Also berührte sie Dorilys nicht, sondern ließ sie weinen und betrachtete sie mit einer abgelösten Zärtlichkeit, auf die ihr ruhiges Gesicht und ihr Verhalten nicht den mindesten Hinweis gaben. Schließlich sagte sie – und sprach dabei die erste Lektion aus, die man ihr am Anfang des Unterrichts im Hali-Turm gegeben hatte: »Laran ist eine entsetzliche Gabe und eine entsetzliche Verantwortung. Es ist nicht leicht zu beherrschen. Es liegt an dir, ob du es kontrollieren willst, oder ob es dich kontrolliert. Wenn du bereit bist, hart zu arbeiten, wird der Tag kommen, an dem du die Anweisungen gibst – und nicht deine Kraft. Darum bin ich hier, um dich zu unterrichten, daß solche Dinge nicht wieder passieren.«
»Du bist hier in Aldaran mehr als willkommen«, sagte Lord Aldaran, während er sich in seinem hohen Stuhl nach vom beugte und Allart in die Augen blickte. »Es ist lange her, seit ich die Freude hatte, mich mit jemandem aus unserer Tiefland-Verwandtschaft zu unterhalten. Ich bin sicher, es wird dir hier gefallen.

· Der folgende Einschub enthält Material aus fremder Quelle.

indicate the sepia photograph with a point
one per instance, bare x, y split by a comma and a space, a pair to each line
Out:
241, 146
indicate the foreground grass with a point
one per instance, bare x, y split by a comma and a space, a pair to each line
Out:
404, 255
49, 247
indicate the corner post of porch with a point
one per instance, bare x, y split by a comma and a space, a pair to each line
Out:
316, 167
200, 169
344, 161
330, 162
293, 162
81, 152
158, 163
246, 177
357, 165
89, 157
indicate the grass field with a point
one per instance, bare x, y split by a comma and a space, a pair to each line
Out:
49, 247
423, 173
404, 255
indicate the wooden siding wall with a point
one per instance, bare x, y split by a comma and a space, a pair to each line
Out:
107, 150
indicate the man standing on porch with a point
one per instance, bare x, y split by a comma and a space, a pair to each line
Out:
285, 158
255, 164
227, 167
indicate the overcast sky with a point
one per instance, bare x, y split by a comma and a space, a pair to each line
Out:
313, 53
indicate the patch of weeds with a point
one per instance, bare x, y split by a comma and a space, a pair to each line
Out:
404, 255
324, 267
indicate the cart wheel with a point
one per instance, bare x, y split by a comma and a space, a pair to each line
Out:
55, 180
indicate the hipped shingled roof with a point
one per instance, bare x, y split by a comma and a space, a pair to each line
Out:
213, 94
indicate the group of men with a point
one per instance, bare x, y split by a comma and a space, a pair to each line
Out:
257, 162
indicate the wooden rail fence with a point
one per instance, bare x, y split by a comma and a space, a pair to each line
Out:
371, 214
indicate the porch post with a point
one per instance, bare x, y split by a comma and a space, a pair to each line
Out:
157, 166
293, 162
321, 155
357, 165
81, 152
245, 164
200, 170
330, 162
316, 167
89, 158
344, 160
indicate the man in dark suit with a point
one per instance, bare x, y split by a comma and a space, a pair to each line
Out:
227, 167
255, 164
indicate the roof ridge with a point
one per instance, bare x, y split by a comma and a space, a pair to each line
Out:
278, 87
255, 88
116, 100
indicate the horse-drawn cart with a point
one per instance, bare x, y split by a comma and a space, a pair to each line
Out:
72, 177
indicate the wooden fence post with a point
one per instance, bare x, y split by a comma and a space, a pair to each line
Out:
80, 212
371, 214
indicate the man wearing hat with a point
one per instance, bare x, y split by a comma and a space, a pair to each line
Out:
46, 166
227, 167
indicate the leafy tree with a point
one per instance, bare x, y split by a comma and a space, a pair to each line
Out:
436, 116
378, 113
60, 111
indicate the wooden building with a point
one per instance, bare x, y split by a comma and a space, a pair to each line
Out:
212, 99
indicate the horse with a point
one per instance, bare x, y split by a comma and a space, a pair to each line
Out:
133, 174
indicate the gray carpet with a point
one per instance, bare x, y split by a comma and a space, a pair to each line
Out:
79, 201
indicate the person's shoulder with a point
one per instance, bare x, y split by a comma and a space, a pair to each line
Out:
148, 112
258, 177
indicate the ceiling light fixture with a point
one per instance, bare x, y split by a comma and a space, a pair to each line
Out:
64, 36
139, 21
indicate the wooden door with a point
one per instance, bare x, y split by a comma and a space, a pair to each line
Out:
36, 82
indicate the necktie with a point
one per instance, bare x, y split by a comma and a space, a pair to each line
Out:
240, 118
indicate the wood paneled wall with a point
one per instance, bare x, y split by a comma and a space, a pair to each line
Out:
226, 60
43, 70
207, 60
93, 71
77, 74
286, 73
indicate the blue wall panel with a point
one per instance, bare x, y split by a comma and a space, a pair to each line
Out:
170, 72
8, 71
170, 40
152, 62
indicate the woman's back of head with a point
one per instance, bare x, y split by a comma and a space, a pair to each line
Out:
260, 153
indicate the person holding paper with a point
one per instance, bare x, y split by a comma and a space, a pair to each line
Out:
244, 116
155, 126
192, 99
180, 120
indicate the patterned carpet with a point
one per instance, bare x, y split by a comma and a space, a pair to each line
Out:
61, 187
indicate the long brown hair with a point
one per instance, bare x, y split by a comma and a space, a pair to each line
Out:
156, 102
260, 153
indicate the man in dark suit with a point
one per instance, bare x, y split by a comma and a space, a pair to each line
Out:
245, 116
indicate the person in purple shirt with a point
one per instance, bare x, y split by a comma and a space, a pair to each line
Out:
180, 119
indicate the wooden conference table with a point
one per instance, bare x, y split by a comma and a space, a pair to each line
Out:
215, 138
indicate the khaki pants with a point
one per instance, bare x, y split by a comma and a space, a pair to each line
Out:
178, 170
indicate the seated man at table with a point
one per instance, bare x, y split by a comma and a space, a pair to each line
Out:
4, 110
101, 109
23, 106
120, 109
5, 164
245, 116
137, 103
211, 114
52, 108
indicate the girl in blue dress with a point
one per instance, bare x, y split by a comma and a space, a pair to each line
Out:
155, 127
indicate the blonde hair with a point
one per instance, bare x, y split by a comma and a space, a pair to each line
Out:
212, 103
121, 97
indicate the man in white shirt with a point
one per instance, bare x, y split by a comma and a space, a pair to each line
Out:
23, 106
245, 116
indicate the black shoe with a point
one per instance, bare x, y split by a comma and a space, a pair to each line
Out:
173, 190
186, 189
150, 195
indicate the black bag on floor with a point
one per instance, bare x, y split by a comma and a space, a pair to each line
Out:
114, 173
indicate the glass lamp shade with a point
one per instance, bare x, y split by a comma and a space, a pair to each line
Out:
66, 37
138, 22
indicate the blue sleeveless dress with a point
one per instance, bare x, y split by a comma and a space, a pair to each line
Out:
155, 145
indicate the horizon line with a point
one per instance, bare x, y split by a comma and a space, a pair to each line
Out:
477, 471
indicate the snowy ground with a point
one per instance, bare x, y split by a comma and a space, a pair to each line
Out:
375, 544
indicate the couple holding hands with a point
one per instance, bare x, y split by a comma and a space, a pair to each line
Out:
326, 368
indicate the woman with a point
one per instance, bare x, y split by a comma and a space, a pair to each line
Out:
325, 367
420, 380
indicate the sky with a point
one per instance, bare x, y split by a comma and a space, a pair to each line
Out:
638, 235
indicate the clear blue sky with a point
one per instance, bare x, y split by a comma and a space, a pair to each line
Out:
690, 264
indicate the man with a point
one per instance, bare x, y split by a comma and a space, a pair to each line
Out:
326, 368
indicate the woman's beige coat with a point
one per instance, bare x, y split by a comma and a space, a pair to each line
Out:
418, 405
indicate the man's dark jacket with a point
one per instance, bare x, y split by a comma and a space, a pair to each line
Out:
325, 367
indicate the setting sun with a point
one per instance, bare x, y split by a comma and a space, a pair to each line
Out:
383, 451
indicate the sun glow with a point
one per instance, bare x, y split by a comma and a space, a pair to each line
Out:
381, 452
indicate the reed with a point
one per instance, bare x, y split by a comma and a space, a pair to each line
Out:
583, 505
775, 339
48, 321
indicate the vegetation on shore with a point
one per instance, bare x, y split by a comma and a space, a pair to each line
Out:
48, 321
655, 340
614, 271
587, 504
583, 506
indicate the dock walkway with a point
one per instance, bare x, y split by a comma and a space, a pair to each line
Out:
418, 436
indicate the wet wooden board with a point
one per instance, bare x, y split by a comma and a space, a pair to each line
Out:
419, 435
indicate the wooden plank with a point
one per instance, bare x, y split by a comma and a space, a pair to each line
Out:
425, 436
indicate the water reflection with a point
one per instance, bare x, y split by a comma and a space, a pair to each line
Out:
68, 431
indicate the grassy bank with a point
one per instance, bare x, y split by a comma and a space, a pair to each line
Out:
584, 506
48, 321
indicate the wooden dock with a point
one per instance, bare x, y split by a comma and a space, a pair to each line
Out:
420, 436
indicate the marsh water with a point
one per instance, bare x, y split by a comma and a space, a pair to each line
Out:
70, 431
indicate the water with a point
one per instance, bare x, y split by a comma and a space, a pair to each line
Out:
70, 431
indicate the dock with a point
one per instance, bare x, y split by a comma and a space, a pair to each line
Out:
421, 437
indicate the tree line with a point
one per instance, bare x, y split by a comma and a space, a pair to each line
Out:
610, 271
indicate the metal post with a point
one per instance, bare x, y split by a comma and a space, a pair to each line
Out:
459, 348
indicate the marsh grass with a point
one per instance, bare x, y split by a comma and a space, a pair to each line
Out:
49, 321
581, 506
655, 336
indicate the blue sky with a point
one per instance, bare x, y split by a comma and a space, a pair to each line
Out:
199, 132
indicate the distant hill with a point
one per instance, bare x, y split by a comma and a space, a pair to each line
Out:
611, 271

Aber ich rede mir nicht ein, daß der Erbe von Elhalyn eine Aufgabe auf sich nahm, die jeder Friedensmann oder Bannerträger hätte erledigen können, nur um mir eine Ehre zu erweisen, wenn die Elhalyns sich im Krieg befinden. Entweder willst du oder das Elhalyn-Reich etwas von mir, was keineswegs dasselbe sein muß. Willst du mir nicht den Grund deiner wahren Mission nennen, Verwandter?«
Allart wägte ein Dutzend Antworten ab und beobachtete dabei das Spiel des Feuers auf dem Gesicht des alten Mannes. Er wußte, daß es seine Gabe war, die das Gesicht hundert verschiedene Züge tragen ließ: Güte, wilde Wut, verletzten Stolz, Ärger. Hatte seine Mission allein das Ziel, diese Reaktionen in Lord Aldaran hervorzurufen, oder sah er jetzt etwas, das sich später zwischen ihnen ereignen würde?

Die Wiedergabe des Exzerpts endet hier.